Le président de Swiss-Ski a accepté de tirer le bilan de la saison, pour Blick. Les confidences du boss.

Urs Lehmann, la Suisse domine très largement le circuit masculin du ski. En plus de l'incontourable Marco Odermatt, deux autres cadors sont apparus cette saison: Franjo von Allmen et Alexis Monney. Peut-on faire mieux?

Urs Lehmann Chez les hommes, tout va très bien, voire très bien, dans tous les domaines. Nous sommes extrêmement contents.

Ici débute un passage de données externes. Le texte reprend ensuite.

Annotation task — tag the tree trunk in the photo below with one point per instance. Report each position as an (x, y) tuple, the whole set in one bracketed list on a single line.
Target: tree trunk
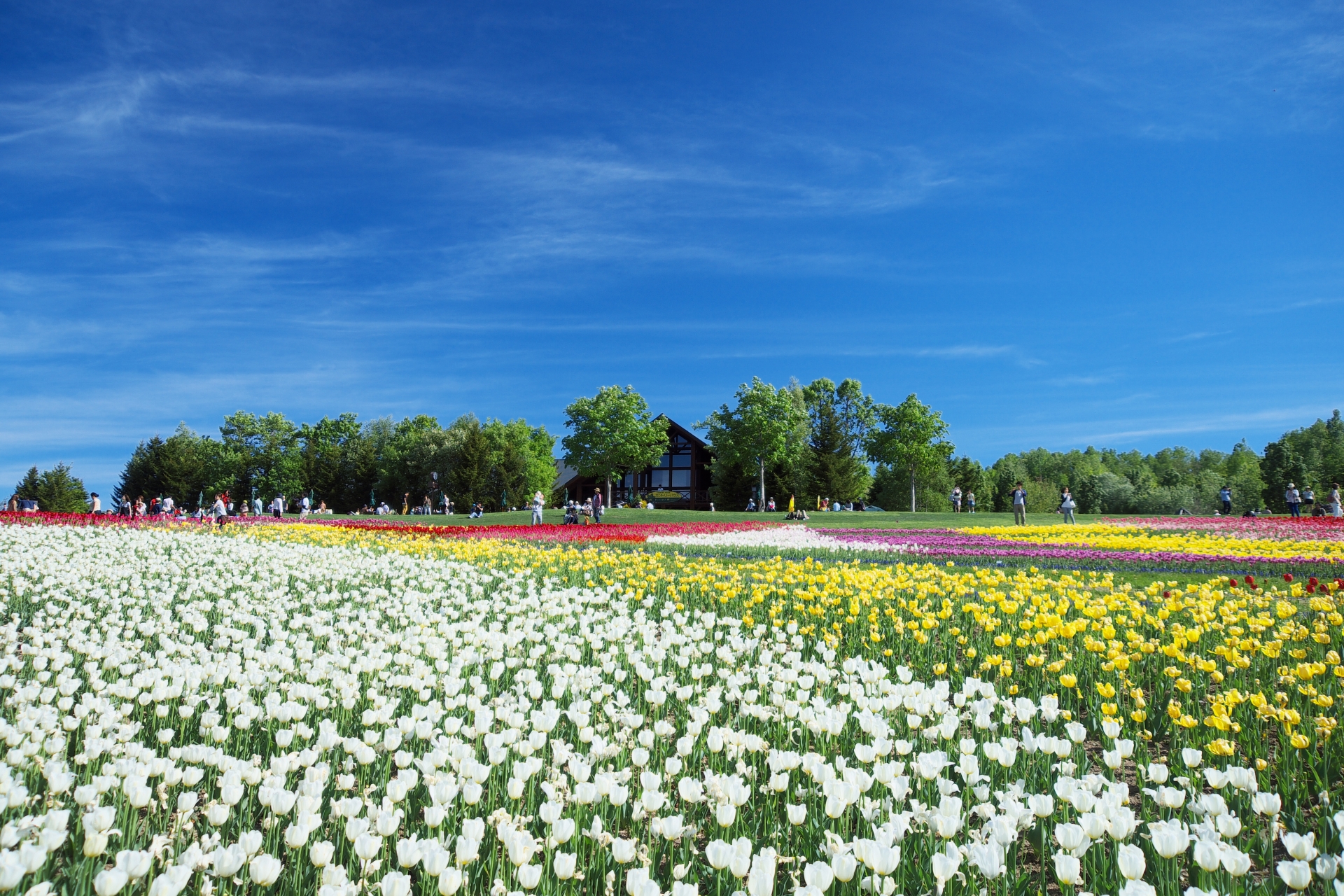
[(761, 496)]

En tant que chef du ski suisse, à quel point vous trouvez-vous sur un nuage après cet hiver de rêve?
Cet hiver a été plus intense qu'aucun autre: un grand succès sportif chez les skieurs alpins, avec cet incroyable esprit d'équipe chez les hommes, qui s'est manifesté aux Mondiaux avec l'histoire du rasage que vous avez tous relayé... En ski nordique, grâce à Nadine Fähndrich, Anja Weber et au relais masculin, nous avons remporté trois médailles aux championnats du monde, notre meilleur résultat dans l'histoire. Aux championnats du monde de freestyle en Engadine, nous avons remporté le tableau des médailles, pour la première fois de l'histoire.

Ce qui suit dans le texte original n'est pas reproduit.